İçimizde Büyüyen Yaralı Çocuk

Bazı yaralar görünmez. Ne bir izi vardır ne de dokunduğunda kanar. Ama insanın ruhunda yankısı hiç dinmez.
Çocukken yaşadığımız şeyler bazen evin içinde kimsenin fark etmediği kadar sessiz olur.
Bir bakış, bir söz, bir ilgisizlik…
O küçücük hâlimizle o kadar büyük şeyleri omuzlarımızda taşırız ki, yıllar geçse bile içimizde büyümeyen bir parça kalır.

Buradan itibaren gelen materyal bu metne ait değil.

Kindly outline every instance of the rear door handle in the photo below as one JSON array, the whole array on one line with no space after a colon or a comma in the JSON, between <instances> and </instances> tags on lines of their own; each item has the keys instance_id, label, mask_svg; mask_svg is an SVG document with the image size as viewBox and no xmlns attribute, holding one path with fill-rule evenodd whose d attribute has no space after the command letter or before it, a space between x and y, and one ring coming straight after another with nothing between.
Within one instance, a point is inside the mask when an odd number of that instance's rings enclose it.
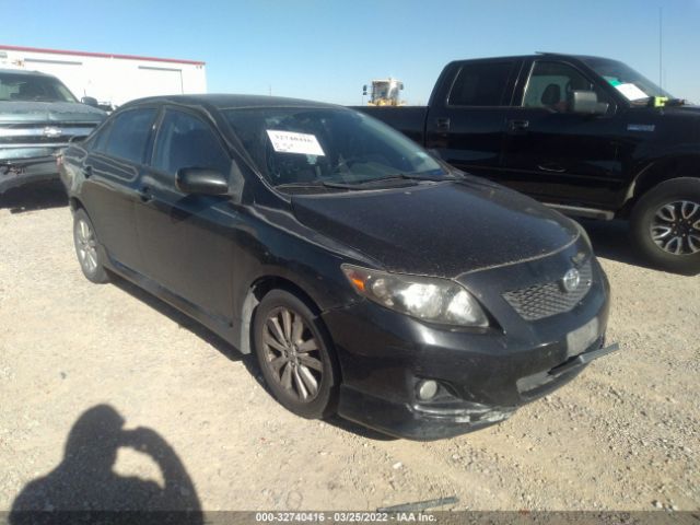
<instances>
[{"instance_id":1,"label":"rear door handle","mask_svg":"<svg viewBox=\"0 0 700 525\"><path fill-rule=\"evenodd\" d=\"M436 118L435 127L442 131L447 131L450 129L450 119L448 118Z\"/></svg>"},{"instance_id":2,"label":"rear door handle","mask_svg":"<svg viewBox=\"0 0 700 525\"><path fill-rule=\"evenodd\" d=\"M512 133L523 133L527 131L529 120L509 120L508 130Z\"/></svg>"},{"instance_id":3,"label":"rear door handle","mask_svg":"<svg viewBox=\"0 0 700 525\"><path fill-rule=\"evenodd\" d=\"M141 199L141 202L148 202L150 200L153 200L153 194L151 194L151 188L149 188L148 186L141 187L141 189L139 190L139 199Z\"/></svg>"}]
</instances>

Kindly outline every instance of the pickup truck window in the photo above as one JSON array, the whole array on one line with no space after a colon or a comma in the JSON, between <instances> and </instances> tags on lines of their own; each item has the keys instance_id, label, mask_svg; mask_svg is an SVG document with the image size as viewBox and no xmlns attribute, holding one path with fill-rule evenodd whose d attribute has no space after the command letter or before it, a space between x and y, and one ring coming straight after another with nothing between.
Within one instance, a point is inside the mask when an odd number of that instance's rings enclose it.
<instances>
[{"instance_id":1,"label":"pickup truck window","mask_svg":"<svg viewBox=\"0 0 700 525\"><path fill-rule=\"evenodd\" d=\"M255 107L223 113L273 186L447 175L413 141L349 109Z\"/></svg>"},{"instance_id":2,"label":"pickup truck window","mask_svg":"<svg viewBox=\"0 0 700 525\"><path fill-rule=\"evenodd\" d=\"M0 101L78 102L58 79L26 73L0 73Z\"/></svg>"},{"instance_id":3,"label":"pickup truck window","mask_svg":"<svg viewBox=\"0 0 700 525\"><path fill-rule=\"evenodd\" d=\"M504 101L513 62L474 62L462 66L447 104L451 106L508 106Z\"/></svg>"},{"instance_id":4,"label":"pickup truck window","mask_svg":"<svg viewBox=\"0 0 700 525\"><path fill-rule=\"evenodd\" d=\"M653 96L674 96L628 65L607 58L584 58L583 61L632 103L646 103Z\"/></svg>"},{"instance_id":5,"label":"pickup truck window","mask_svg":"<svg viewBox=\"0 0 700 525\"><path fill-rule=\"evenodd\" d=\"M154 119L155 108L153 107L129 109L117 115L112 121L104 153L135 164L142 164Z\"/></svg>"},{"instance_id":6,"label":"pickup truck window","mask_svg":"<svg viewBox=\"0 0 700 525\"><path fill-rule=\"evenodd\" d=\"M574 91L595 91L599 102L608 102L608 96L572 66L538 60L533 66L523 107L544 107L557 113L570 110L570 96Z\"/></svg>"},{"instance_id":7,"label":"pickup truck window","mask_svg":"<svg viewBox=\"0 0 700 525\"><path fill-rule=\"evenodd\" d=\"M153 167L173 177L183 167L208 167L226 175L231 160L208 124L168 109L155 140Z\"/></svg>"}]
</instances>

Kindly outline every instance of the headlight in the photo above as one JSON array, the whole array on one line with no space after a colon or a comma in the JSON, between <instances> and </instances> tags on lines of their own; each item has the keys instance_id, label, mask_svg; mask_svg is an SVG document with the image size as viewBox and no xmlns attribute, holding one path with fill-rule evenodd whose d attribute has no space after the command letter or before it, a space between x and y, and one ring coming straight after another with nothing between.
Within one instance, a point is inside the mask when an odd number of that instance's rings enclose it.
<instances>
[{"instance_id":1,"label":"headlight","mask_svg":"<svg viewBox=\"0 0 700 525\"><path fill-rule=\"evenodd\" d=\"M443 325L489 325L479 303L456 282L351 265L341 268L360 295L387 308Z\"/></svg>"}]
</instances>

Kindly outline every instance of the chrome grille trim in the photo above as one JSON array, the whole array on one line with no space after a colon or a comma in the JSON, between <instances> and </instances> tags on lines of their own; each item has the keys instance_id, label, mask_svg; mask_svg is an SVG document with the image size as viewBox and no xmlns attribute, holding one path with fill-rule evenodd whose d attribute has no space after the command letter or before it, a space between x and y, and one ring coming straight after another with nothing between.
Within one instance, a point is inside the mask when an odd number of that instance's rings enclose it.
<instances>
[{"instance_id":1,"label":"chrome grille trim","mask_svg":"<svg viewBox=\"0 0 700 525\"><path fill-rule=\"evenodd\" d=\"M503 299L525 320L539 320L571 312L586 296L593 281L590 259L578 270L581 273L581 282L572 292L564 291L560 281L553 281L505 292Z\"/></svg>"}]
</instances>

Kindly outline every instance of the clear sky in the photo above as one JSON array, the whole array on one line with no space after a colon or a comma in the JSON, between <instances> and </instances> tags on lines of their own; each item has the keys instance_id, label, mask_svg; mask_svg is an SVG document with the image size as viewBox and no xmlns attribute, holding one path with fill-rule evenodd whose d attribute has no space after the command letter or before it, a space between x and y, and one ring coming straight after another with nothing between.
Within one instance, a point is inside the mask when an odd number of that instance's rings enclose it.
<instances>
[{"instance_id":1,"label":"clear sky","mask_svg":"<svg viewBox=\"0 0 700 525\"><path fill-rule=\"evenodd\" d=\"M620 59L700 103L700 0L0 0L0 44L207 62L209 92L360 104L373 78L424 104L458 58Z\"/></svg>"}]
</instances>

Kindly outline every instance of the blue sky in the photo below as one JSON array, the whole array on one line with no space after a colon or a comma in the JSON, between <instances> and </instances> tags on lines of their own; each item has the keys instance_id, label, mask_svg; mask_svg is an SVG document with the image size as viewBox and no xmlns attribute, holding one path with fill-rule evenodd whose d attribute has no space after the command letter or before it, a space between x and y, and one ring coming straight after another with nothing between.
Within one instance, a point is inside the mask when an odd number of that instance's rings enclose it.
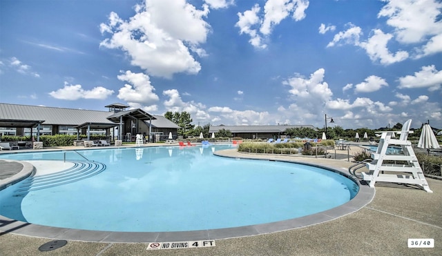
<instances>
[{"instance_id":1,"label":"blue sky","mask_svg":"<svg viewBox=\"0 0 442 256\"><path fill-rule=\"evenodd\" d=\"M0 1L0 102L442 128L436 0Z\"/></svg>"}]
</instances>

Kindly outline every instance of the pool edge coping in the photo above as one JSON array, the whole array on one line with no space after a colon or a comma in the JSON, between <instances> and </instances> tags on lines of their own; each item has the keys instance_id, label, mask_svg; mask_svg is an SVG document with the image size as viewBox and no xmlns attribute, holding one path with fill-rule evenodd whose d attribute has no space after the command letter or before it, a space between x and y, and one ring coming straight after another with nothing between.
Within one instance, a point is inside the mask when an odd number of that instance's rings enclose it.
<instances>
[{"instance_id":1,"label":"pool edge coping","mask_svg":"<svg viewBox=\"0 0 442 256\"><path fill-rule=\"evenodd\" d=\"M332 221L359 210L370 203L374 198L374 188L361 184L359 180L337 168L300 161L275 159L272 159L271 155L260 159L253 158L251 156L249 157L246 156L241 156L241 157L231 157L220 155L220 151L222 150L216 151L218 153L214 153L214 155L234 159L284 161L325 168L352 179L359 186L359 191L356 195L348 202L323 212L279 221L234 228L175 232L97 231L32 224L0 215L0 235L3 233L8 233L41 238L104 243L148 243L237 238L283 232ZM21 163L23 164L23 162ZM32 164L28 164L32 166ZM34 166L32 166L32 168L33 171ZM21 173L21 172L20 172L20 173ZM30 175L31 173L32 172L29 173L28 176ZM12 177L17 175L14 175ZM16 182L18 181L17 181Z\"/></svg>"}]
</instances>

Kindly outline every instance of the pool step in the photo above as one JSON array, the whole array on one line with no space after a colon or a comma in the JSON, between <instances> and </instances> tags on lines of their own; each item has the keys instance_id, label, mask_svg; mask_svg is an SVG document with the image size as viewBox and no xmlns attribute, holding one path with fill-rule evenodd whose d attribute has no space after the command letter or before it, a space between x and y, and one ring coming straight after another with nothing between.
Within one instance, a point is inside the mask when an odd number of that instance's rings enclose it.
<instances>
[{"instance_id":1,"label":"pool step","mask_svg":"<svg viewBox=\"0 0 442 256\"><path fill-rule=\"evenodd\" d=\"M69 161L74 166L52 174L32 177L22 182L17 193L37 190L67 184L96 175L104 170L106 165L92 161Z\"/></svg>"}]
</instances>

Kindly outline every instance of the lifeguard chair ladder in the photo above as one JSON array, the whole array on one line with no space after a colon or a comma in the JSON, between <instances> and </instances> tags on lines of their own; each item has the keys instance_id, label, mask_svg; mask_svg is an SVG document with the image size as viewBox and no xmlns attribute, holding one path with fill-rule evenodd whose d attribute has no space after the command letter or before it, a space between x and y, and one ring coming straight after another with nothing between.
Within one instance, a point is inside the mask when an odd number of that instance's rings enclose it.
<instances>
[{"instance_id":1,"label":"lifeguard chair ladder","mask_svg":"<svg viewBox=\"0 0 442 256\"><path fill-rule=\"evenodd\" d=\"M143 146L143 136L142 135L137 135L135 139L135 146L140 147Z\"/></svg>"},{"instance_id":2,"label":"lifeguard chair ladder","mask_svg":"<svg viewBox=\"0 0 442 256\"><path fill-rule=\"evenodd\" d=\"M371 155L373 161L366 164L369 173L361 173L363 180L369 181L371 188L374 188L376 181L385 181L414 184L428 193L432 193L414 155L412 144L407 140L408 134L413 132L410 130L411 124L412 119L407 120L400 132L382 132L378 149L376 153L372 153ZM399 139L394 139L394 132L401 133ZM390 146L401 146L403 155L387 155L387 149ZM390 163L385 163L389 160ZM396 161L400 161L401 164L392 164Z\"/></svg>"}]
</instances>

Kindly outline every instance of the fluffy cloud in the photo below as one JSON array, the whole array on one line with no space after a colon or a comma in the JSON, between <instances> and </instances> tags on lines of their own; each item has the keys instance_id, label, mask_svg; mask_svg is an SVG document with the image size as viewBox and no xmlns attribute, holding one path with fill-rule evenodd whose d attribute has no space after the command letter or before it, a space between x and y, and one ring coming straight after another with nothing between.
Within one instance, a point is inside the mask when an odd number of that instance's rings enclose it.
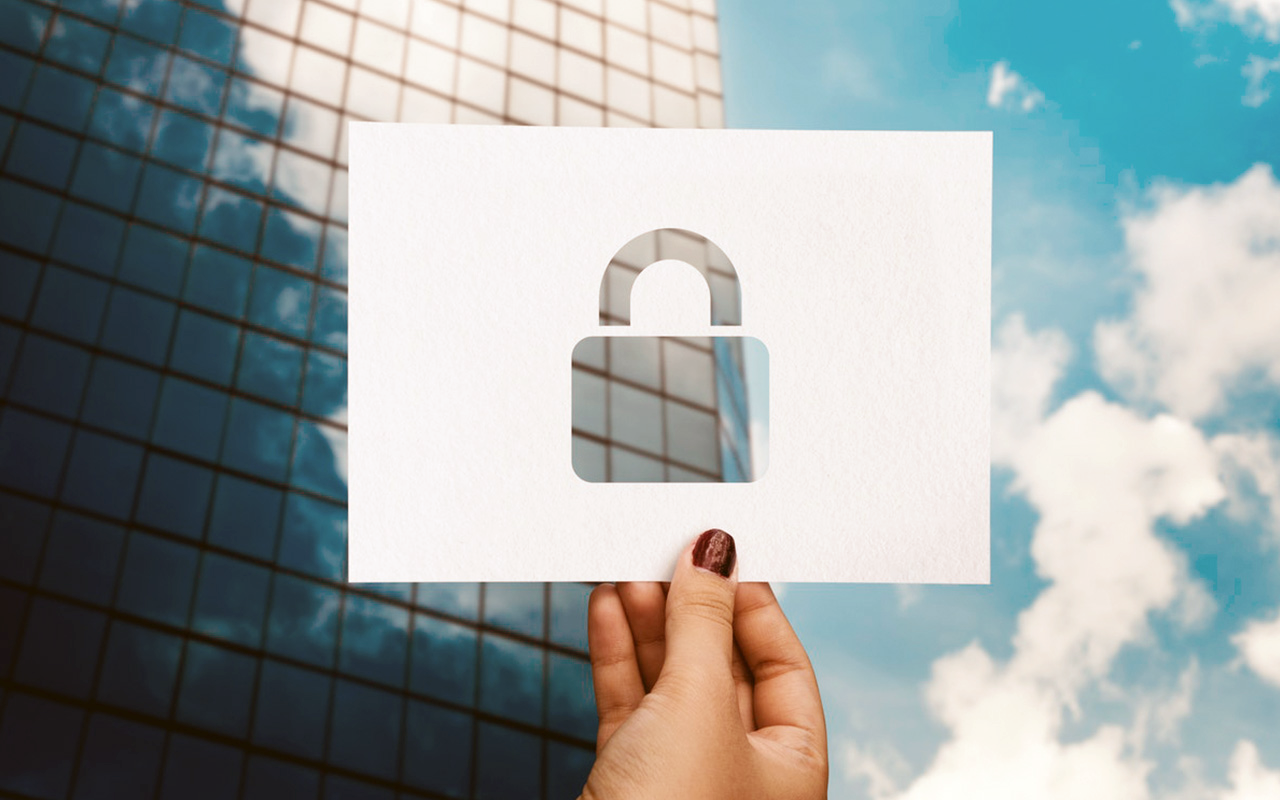
<instances>
[{"instance_id":1,"label":"fluffy cloud","mask_svg":"<svg viewBox=\"0 0 1280 800\"><path fill-rule=\"evenodd\" d=\"M1221 800L1275 800L1280 797L1280 771L1267 769L1252 741L1235 745L1230 768L1231 788Z\"/></svg>"},{"instance_id":2,"label":"fluffy cloud","mask_svg":"<svg viewBox=\"0 0 1280 800\"><path fill-rule=\"evenodd\" d=\"M1060 333L1029 333L1019 317L996 337L992 449L1041 515L1032 557L1050 585L1019 617L1007 662L972 644L934 663L928 703L951 737L901 800L1148 796L1151 763L1124 728L1073 742L1062 728L1121 649L1149 635L1152 614L1202 607L1203 590L1155 526L1189 521L1225 489L1217 453L1185 421L1092 392L1046 417L1068 356ZM1144 723L1157 737L1185 716L1194 681L1187 675L1176 708ZM868 780L878 774L861 763Z\"/></svg>"},{"instance_id":3,"label":"fluffy cloud","mask_svg":"<svg viewBox=\"0 0 1280 800\"><path fill-rule=\"evenodd\" d=\"M1020 314L996 333L991 352L991 458L1010 465L1019 443L1044 419L1053 384L1071 357L1059 330L1030 333Z\"/></svg>"},{"instance_id":4,"label":"fluffy cloud","mask_svg":"<svg viewBox=\"0 0 1280 800\"><path fill-rule=\"evenodd\" d=\"M1170 0L1180 28L1229 20L1251 36L1280 41L1280 0Z\"/></svg>"},{"instance_id":5,"label":"fluffy cloud","mask_svg":"<svg viewBox=\"0 0 1280 800\"><path fill-rule=\"evenodd\" d=\"M1280 612L1271 620L1254 620L1231 637L1244 663L1262 680L1280 687ZM1275 795L1280 797L1280 794Z\"/></svg>"},{"instance_id":6,"label":"fluffy cloud","mask_svg":"<svg viewBox=\"0 0 1280 800\"><path fill-rule=\"evenodd\" d=\"M1270 100L1271 87L1268 86L1268 78L1274 72L1280 72L1280 59L1265 59L1251 55L1249 61L1240 69L1240 74L1245 79L1244 96L1240 97L1240 102L1251 109L1256 109Z\"/></svg>"},{"instance_id":7,"label":"fluffy cloud","mask_svg":"<svg viewBox=\"0 0 1280 800\"><path fill-rule=\"evenodd\" d=\"M1230 184L1149 192L1123 220L1143 285L1101 323L1102 375L1139 401L1199 419L1245 380L1280 385L1280 183L1256 165Z\"/></svg>"},{"instance_id":8,"label":"fluffy cloud","mask_svg":"<svg viewBox=\"0 0 1280 800\"><path fill-rule=\"evenodd\" d=\"M998 61L991 69L987 84L987 105L993 109L1019 109L1032 111L1044 102L1044 95L1009 68L1009 61Z\"/></svg>"}]
</instances>

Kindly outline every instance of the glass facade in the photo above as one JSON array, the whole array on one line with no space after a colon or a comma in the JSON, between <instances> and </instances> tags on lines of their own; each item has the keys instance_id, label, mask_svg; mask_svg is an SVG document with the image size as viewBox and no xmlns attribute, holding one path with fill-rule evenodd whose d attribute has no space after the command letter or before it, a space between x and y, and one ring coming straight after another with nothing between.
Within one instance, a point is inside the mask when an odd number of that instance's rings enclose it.
<instances>
[{"instance_id":1,"label":"glass facade","mask_svg":"<svg viewBox=\"0 0 1280 800\"><path fill-rule=\"evenodd\" d=\"M0 794L575 796L589 586L343 581L346 122L716 127L718 70L709 0L0 0ZM682 347L593 376L705 426ZM588 443L749 468L714 424Z\"/></svg>"}]
</instances>

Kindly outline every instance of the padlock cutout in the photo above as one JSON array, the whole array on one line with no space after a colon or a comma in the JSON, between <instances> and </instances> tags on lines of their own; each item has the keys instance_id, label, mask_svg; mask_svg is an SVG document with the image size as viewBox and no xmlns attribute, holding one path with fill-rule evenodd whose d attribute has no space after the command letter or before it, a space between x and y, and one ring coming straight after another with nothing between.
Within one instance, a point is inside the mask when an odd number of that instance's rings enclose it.
<instances>
[{"instance_id":1,"label":"padlock cutout","mask_svg":"<svg viewBox=\"0 0 1280 800\"><path fill-rule=\"evenodd\" d=\"M648 274L641 278L650 269L666 274L657 275L658 280ZM695 296L675 302L655 292L646 297L649 289L681 285ZM722 334L707 335L708 303L712 326ZM643 326L637 333L626 330L632 307ZM764 448L753 443L753 435L763 443L767 419L751 416L745 378L748 360L767 375L768 351L739 333L740 320L737 274L714 243L667 228L623 246L600 284L603 335L588 337L573 348L572 462L577 476L589 483L758 479ZM645 335L663 321L675 325L672 335ZM767 397L753 402L767 410Z\"/></svg>"}]
</instances>

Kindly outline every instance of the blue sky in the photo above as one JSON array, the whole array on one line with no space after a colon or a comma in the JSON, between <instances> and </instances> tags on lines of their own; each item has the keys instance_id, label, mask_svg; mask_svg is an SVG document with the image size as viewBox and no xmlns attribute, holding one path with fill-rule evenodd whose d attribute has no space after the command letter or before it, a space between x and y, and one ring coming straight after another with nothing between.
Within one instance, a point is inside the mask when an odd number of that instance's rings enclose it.
<instances>
[{"instance_id":1,"label":"blue sky","mask_svg":"<svg viewBox=\"0 0 1280 800\"><path fill-rule=\"evenodd\" d=\"M719 13L730 127L995 132L992 584L786 588L832 796L1280 796L1280 3Z\"/></svg>"}]
</instances>

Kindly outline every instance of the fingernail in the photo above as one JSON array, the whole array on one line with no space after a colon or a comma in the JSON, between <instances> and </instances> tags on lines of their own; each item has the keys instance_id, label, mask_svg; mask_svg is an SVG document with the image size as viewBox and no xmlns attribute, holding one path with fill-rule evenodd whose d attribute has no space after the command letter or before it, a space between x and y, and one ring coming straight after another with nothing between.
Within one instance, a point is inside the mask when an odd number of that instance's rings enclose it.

Büyüdüğümüzde herkes bizi “yetişkin” sanır.
İşimizi yaparız, gülümseriz, konuşuruz. Ama kimse bilmez ki içimizde bir çocuk hâlâ çaresizce sesleniyor.
O çocuk bazen bir gürültüde ürker, bazen bir kelimede ağlar.
Bazen de kimsenin anlamadığı bir boşluğun içine düşeriz; işte o boşluğun ortasında o küçük çocuk vardır.
Yaralı Çocuk Kendini Nasıl Hatırlatır?
İnsan büyüdüğünde unutmaz. Sadece saklar.
Ve saklanan şey, en olmadık anda bir şekilde yüzeye çıkar.
-
Sevilmeyi çok isterken, en çok sevdiklerimizi uzaklaştırırız.
-
Mutlu olduğumuz anlarda bir korku gelir, “Bu da elimden alınır” diye.
-
Kimseye yük olmamak için hep güçlü görünürüz, ama içten içe çok yorgunuzdur.
-
Bazen sebepsiz öfkeler, bazen durduk yere kırılmalar yaşarız.
Bu davranışların çoğu, aslında bir zamanlar yalnız kalmış o küçük çocuğun çaresizliğinden başka bir şey değildir.
İyileşmek Ne Demek?
İyileşmek geçmişi unutmak değildir.
İyileşmek, geçmişle el sıkışıp, “Artık ben buradayım” diyebilmektir.
O çocuk hâlâ içinde. Ama artık yalnız değil.
Ona şefkatle yaklaşmayı öğrenmek demek; bir başkasının gözüne bakarken, kendi gözlerindeki yarayı da görebilmek demek.
Zamanla insan şunu fark ediyor:
Büyümek, çocukluğumuzu yok saymak değil; tam tersine o küçük çocuğu kucaklayıp onunla birlikte büyümek demekmiş.
Yaralı Çocuğa Fısıldayacağımız Söz:
“Senin suçun değildi.
Susmak zorunda kaldığın her şey, o küçücük kalbine ağır geldi biliyorum.
Ama artık yalnız değilsin.
Ben seni duyuyorum. Ben seni görüyorum.”
Bu cümleleri kendi kendine söylemek bile bazen bir kapı aralar.
Çünkü en çok ihtiyaç duyduğumuz şey, biri tarafından fark edilmek ve olduğumuz gibi kabul edilmekti.
Kendine Zaman Tanı
Yaralı çocuk hemen sakinleşmez. Hemen güvenmez.
Ama her gün biraz biraz, o çocuğa yaklaştığında, ona alan açtığında…
Bir gün bakarsın ki, o çocuk sana güvenmeye başlamış.
O zaman hayat biraz daha hafifler.
Daha önce hep koşa koşa kaçtığın şeylere, artık adım adım yaklaşabilir hâle gelirsin.
İçimizdeki yaralı çocuk ne kadar sesini yükseltirse yükseltsin, iyileşmenin ilk adımı şefkattir.
Kendine.
Geçmişine.
Bugününe.
Çünkü hiçbirimiz o yaraları kendi isteğimizle almadık.
Ama onları iyileştirmek, artık kendi ellerimizde.